Property gulf points to woes ahead

The question of whether Hong Kong's property market has reached the tipping point has been asked too often over the years.

Mary Ma

Tuesday, September 11, 2018

The question of whether Hong Kong's property market has reached the tipping point has been asked too often over the years.

In 2015, housing prices dropped as the US Federal Reserve started raising interest rates. But the joy was short-lived. After six months of correction, they climbed again - largely due to money flowing into the SAR from the mainland as Beijing struggled to stem capital flight.

As of mid-2018, property prices are about 225 percent that of 1997.

So, people should be forgiven if they're skeptical about recent reports of flat owners slashing their asking prices by hundreds of thousands of dollars in order to flog their apartments in the secondary market. For the same question is being asked: has the housing market peaked?

Having learned from an anomaly in the recent past, nobody would be willing to commit themselves to another prediction, especially when sales in the primary sector are reportedly as robust as ever.

In one of the recent marketing exercises, Sun Hung Kai Properties swiftly unloaded more than 100 units at its project at Nam Cheong MTR Station at the weekend. Since sales opened on August 26, some 500 units have been sold, reaping more than HK$7 billion for the top developer.

The contrast between the boom in the primary market and the struggle in the secondary sector couldn't be more evident, which is somehow different from what we've seen to date.

While transactions in the secondary market have remained lukewarm, owners are obviously more willing to negotiate. In a recent deal at City One Shatin, the owner of a two-bedroom flat slashed the asking price by 14 percent in order to secure a deal. The unit, originally put on the market at HK$5.8 million in July, eventually changed hands at HK$5 million - a five-month low for similar units in the estate.

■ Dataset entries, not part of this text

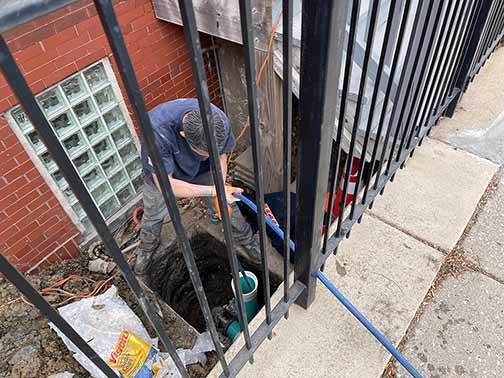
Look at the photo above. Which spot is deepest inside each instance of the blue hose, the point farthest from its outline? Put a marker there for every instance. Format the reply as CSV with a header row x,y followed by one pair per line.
x,y
269,222
366,323
349,306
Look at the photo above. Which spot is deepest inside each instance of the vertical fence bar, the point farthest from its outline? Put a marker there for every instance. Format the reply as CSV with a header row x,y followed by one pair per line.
x,y
460,54
393,68
248,45
362,86
335,160
52,315
462,76
41,125
406,100
116,41
486,30
423,79
412,46
446,66
287,135
444,39
427,111
491,32
193,42
449,67
387,43
323,27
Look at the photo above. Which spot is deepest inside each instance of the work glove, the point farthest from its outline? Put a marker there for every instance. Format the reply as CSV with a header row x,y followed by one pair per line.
x,y
230,198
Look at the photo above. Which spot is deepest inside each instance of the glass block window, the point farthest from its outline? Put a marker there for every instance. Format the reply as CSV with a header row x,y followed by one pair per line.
x,y
86,115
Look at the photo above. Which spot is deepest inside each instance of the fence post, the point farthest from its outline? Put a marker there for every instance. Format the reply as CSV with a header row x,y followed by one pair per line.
x,y
474,38
323,27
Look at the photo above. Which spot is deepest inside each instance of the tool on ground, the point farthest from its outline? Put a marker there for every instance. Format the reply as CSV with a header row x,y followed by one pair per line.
x,y
348,305
269,222
217,208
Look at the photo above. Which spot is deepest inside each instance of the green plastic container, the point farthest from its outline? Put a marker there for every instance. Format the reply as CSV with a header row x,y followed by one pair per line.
x,y
250,298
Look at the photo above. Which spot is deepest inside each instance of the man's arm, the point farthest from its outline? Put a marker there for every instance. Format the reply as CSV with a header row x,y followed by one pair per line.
x,y
183,189
223,161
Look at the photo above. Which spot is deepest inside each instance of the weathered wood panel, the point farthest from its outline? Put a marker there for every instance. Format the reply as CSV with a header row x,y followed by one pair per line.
x,y
220,18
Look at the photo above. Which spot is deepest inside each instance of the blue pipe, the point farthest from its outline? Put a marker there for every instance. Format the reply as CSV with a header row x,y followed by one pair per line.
x,y
366,323
269,222
349,306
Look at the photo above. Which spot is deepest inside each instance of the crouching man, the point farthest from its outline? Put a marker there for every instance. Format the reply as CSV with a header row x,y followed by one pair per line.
x,y
180,138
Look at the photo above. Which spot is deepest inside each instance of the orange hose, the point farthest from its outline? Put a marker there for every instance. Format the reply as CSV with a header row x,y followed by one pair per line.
x,y
263,66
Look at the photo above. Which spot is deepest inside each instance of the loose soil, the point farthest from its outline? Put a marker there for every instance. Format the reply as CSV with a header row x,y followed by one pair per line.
x,y
30,349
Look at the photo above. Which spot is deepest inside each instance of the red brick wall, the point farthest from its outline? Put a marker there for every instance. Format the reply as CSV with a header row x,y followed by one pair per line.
x,y
34,228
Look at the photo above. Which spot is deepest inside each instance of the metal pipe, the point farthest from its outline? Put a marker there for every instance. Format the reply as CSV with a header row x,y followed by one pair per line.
x,y
247,31
369,326
287,14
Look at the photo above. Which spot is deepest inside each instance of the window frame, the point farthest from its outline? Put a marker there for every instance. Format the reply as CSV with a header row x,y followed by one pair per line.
x,y
46,173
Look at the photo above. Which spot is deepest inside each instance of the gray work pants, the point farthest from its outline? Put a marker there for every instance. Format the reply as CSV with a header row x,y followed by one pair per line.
x,y
155,212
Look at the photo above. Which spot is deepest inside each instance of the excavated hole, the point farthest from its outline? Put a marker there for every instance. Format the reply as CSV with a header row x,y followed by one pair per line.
x,y
174,285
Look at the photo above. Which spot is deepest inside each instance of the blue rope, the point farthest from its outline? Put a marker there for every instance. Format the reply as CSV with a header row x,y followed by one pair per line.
x,y
366,323
349,306
269,222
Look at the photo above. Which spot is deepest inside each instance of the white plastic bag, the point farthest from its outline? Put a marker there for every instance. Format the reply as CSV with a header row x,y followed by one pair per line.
x,y
99,320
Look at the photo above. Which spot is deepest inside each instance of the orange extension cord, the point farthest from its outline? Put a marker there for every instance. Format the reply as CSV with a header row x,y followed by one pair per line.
x,y
54,289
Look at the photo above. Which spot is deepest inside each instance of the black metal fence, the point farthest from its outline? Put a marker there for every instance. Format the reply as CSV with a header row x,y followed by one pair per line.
x,y
430,50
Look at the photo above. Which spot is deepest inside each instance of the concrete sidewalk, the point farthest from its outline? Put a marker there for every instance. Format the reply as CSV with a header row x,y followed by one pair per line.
x,y
393,260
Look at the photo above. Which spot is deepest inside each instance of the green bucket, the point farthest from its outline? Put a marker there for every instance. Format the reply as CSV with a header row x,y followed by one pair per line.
x,y
249,290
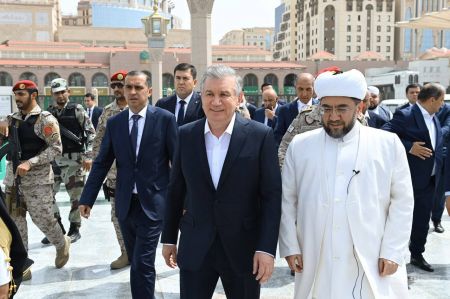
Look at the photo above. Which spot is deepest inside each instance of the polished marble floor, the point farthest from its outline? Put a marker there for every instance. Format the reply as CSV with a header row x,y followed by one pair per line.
x,y
87,274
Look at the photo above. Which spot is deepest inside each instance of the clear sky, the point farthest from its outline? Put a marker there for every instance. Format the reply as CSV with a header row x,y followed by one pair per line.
x,y
226,15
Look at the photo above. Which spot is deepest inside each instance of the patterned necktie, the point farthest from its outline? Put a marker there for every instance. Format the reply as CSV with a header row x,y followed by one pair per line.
x,y
180,117
134,132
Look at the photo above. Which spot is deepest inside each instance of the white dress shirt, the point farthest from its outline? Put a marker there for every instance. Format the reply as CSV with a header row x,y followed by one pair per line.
x,y
431,130
265,116
177,107
217,148
302,106
141,123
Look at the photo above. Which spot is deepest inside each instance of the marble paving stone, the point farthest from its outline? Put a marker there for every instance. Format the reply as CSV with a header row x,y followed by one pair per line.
x,y
87,274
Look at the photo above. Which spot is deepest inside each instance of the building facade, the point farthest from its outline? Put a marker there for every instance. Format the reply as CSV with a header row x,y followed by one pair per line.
x,y
256,36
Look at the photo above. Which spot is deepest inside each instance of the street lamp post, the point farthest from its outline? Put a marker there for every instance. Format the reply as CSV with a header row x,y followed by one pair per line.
x,y
155,27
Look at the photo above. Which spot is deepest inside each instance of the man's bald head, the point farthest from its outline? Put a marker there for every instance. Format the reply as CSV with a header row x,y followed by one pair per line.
x,y
270,98
304,87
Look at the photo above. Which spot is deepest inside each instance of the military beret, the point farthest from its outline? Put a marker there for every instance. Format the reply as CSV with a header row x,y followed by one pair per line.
x,y
58,84
119,76
24,85
350,84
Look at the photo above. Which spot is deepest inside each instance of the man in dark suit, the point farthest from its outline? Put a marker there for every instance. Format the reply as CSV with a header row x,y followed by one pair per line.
x,y
420,132
412,91
227,169
185,104
443,116
92,110
268,114
142,177
304,87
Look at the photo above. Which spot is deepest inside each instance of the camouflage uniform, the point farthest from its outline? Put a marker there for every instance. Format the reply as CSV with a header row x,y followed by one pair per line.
x,y
35,189
109,111
70,164
307,120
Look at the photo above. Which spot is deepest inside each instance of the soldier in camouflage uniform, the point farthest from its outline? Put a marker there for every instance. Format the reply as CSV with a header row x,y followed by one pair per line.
x,y
120,103
307,120
77,135
40,141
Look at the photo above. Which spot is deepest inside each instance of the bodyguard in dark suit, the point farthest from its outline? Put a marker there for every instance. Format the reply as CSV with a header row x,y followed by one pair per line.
x,y
93,111
304,87
268,114
141,140
226,167
443,116
185,104
420,133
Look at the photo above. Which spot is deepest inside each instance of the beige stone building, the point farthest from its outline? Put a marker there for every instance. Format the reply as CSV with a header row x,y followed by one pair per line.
x,y
35,20
257,36
285,46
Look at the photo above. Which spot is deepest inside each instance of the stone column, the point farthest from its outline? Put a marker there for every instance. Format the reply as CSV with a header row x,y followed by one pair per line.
x,y
156,71
201,53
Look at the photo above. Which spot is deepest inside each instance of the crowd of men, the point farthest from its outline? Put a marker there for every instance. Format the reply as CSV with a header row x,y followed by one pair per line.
x,y
220,182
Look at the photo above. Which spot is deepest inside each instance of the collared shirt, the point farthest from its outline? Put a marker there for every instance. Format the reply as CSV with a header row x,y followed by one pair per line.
x,y
428,118
141,123
177,107
302,106
217,148
265,116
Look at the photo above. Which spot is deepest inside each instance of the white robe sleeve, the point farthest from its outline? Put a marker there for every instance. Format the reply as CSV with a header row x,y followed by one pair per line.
x,y
288,241
4,265
399,220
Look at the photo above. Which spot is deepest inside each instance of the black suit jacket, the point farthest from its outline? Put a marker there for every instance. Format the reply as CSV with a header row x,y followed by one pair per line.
x,y
150,170
410,126
245,209
95,115
194,109
374,120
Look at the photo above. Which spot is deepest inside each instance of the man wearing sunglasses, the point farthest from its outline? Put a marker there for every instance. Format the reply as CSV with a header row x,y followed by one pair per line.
x,y
345,235
118,105
77,136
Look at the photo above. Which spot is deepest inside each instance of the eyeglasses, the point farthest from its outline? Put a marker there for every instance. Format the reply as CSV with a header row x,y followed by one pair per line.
x,y
337,110
114,85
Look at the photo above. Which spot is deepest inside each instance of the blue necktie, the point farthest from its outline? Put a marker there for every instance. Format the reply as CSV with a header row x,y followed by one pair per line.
x,y
134,132
180,117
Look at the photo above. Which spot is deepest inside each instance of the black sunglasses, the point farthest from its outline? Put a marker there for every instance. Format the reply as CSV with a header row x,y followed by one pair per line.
x,y
114,85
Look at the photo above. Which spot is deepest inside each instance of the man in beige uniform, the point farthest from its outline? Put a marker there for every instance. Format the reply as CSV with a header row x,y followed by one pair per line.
x,y
40,141
120,103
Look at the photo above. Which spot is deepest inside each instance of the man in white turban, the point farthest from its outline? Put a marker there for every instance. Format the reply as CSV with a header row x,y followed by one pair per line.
x,y
347,201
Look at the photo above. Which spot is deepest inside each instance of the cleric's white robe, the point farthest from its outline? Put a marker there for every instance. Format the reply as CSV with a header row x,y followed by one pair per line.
x,y
375,216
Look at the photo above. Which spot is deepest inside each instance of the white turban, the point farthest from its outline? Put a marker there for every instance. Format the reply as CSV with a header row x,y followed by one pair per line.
x,y
350,84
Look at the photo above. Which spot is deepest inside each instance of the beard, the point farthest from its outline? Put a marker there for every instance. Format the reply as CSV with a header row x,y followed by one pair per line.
x,y
339,132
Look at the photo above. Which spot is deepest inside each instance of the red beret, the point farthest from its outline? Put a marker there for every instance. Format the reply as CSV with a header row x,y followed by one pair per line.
x,y
119,76
24,84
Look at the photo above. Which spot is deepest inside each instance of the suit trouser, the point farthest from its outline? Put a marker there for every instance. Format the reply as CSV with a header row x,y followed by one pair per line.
x,y
439,199
200,284
423,204
141,236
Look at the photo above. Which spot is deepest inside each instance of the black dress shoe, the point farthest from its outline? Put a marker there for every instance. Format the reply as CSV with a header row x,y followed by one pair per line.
x,y
438,227
421,263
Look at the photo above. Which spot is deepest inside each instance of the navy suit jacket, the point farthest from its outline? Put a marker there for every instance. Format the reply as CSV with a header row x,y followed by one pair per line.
x,y
150,170
95,115
374,120
194,109
245,209
286,115
410,126
260,115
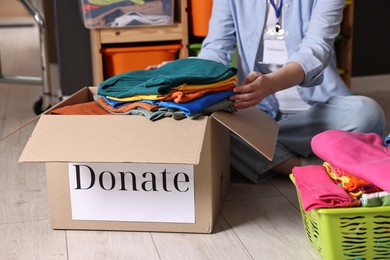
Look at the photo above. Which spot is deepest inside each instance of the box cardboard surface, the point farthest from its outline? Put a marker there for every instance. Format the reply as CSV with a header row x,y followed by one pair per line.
x,y
135,141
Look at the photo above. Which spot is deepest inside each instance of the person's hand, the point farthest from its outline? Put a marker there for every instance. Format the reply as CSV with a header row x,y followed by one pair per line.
x,y
252,90
153,67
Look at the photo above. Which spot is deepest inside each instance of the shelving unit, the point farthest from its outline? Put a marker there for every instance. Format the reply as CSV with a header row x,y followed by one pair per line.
x,y
177,32
345,42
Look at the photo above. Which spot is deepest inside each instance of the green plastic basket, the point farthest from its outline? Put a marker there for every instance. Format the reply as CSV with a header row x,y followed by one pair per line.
x,y
349,233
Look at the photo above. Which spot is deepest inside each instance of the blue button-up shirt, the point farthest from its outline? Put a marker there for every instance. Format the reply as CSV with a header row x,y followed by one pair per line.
x,y
312,27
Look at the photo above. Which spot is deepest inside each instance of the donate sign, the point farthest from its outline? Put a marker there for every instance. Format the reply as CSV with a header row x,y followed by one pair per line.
x,y
132,192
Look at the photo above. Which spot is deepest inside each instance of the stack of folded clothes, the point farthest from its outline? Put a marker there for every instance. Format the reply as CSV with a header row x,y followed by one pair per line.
x,y
356,171
121,13
184,88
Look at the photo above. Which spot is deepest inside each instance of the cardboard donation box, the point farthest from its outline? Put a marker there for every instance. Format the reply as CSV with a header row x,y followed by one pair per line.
x,y
122,172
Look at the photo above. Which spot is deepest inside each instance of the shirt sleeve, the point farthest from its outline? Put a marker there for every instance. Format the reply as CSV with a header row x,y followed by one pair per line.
x,y
219,43
316,49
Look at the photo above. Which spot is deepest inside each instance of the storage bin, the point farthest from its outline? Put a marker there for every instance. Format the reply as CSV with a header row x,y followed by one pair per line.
x,y
349,233
200,13
123,59
118,13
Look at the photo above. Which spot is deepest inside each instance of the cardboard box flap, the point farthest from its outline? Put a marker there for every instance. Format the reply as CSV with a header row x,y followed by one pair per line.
x,y
254,126
100,138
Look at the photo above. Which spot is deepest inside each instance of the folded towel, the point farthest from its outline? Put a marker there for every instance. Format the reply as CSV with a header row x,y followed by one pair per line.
x,y
317,189
360,154
375,199
387,140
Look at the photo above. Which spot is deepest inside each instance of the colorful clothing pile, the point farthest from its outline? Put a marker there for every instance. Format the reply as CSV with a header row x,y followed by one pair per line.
x,y
121,13
357,164
184,88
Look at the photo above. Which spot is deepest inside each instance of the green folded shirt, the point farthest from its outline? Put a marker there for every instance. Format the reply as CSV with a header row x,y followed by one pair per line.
x,y
192,71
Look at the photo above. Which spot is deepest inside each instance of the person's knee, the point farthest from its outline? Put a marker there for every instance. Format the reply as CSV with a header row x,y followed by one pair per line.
x,y
368,115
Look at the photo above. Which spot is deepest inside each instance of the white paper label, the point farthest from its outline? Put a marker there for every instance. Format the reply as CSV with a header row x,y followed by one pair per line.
x,y
132,192
275,52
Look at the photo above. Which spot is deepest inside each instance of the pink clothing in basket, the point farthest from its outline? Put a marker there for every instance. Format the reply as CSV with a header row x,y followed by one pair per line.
x,y
317,189
361,154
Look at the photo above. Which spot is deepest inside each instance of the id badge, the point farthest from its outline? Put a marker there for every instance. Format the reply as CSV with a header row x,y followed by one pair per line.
x,y
275,51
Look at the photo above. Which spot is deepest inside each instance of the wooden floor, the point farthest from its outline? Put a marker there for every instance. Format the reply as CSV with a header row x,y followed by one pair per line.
x,y
257,221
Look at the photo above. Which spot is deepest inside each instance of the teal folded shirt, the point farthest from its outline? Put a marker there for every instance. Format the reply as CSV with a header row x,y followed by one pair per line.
x,y
192,71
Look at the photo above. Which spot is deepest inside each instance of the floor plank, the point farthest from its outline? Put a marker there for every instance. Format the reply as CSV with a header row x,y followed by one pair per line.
x,y
222,244
270,228
103,245
32,240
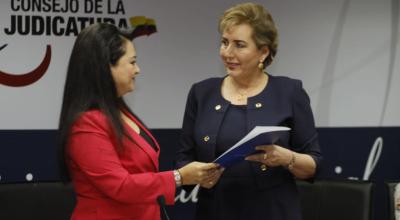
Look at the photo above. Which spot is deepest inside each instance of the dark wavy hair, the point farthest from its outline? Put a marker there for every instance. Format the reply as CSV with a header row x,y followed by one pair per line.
x,y
89,83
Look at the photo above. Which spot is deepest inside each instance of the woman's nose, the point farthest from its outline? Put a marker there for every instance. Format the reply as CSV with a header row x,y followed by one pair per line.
x,y
228,51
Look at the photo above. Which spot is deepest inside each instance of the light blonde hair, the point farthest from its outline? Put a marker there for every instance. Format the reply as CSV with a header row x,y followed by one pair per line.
x,y
259,19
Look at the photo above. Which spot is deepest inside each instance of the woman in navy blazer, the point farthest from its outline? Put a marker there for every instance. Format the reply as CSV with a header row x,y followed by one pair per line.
x,y
220,111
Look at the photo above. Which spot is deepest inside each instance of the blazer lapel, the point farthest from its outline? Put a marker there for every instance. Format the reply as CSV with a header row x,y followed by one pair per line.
x,y
143,144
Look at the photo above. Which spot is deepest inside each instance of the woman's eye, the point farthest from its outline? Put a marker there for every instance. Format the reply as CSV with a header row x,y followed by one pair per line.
x,y
239,45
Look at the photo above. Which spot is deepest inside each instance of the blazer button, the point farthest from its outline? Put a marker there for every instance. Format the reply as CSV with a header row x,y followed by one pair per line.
x,y
263,167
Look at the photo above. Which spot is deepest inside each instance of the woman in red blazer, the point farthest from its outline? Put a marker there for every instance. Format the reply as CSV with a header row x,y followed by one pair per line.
x,y
110,156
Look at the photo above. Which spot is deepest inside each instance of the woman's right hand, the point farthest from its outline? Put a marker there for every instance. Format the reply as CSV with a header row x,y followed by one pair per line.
x,y
197,172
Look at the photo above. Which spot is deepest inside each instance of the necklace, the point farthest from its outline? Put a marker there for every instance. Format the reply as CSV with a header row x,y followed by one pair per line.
x,y
244,94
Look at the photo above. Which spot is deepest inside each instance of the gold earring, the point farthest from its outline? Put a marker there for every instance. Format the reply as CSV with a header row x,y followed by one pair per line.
x,y
261,65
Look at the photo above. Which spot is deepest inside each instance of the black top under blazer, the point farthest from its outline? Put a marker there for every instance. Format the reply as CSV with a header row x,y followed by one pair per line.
x,y
282,103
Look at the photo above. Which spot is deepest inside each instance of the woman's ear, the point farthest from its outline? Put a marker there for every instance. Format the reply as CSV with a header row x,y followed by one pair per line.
x,y
264,53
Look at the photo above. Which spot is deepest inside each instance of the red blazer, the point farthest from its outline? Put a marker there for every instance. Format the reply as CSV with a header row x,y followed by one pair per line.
x,y
111,184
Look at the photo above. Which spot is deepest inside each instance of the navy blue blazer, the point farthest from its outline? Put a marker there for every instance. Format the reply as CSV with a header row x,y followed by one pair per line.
x,y
282,103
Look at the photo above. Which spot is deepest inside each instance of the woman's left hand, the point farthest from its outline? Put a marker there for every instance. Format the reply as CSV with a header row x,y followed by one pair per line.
x,y
272,155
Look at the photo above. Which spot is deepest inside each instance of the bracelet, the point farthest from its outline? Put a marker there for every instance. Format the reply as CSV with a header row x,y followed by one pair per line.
x,y
178,178
291,162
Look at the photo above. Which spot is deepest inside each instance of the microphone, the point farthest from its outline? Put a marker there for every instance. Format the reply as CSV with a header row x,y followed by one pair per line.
x,y
161,202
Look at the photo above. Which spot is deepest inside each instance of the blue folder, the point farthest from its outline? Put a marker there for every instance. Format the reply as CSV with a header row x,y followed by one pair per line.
x,y
260,135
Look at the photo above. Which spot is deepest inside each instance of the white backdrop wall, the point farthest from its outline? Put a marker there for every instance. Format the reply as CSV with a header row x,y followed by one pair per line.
x,y
339,49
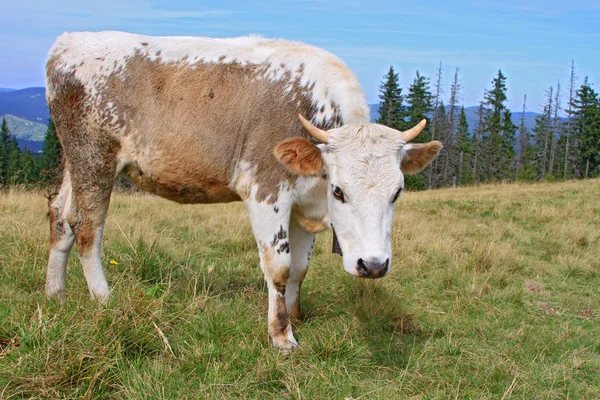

It wasn't an isolated incident.

So far this month, at least 10 apartments reportedly sold only after the vendors dropped their prices.

Reductions were also no longer confined to less desirable areas in the New Territories. For example, at Nam Fung Sun Chuen in Quarry Bay, a three bedroom flat recently sold for HK$8.5 million, whereas a similar unit in the same estate fetched HK$9.6 million in July.

So, is the property market reaching a tipping point? Your guess is as good as mine.

However, it's worth noting the primary market's boom doesn't reflect the market forces since developers - particularly the major players - have been offering purchasers up to 100 percent financing, so that buyers lacking the initial downpayment can still acquire the new flats, even if they ironically couldn't afford cheaper ones in the secondary market.

But there's no question that unfavorable market conditions are building up.

There were, first, the six government measures to insulate the subsidized front from the private sector. Then a heavy tax was levied against developers for hoarding flats, followed by emerging signs local banks are set to hike mortgage rates.

And lastly, don't forget the uncertainty triggered by the Sino-US trade war.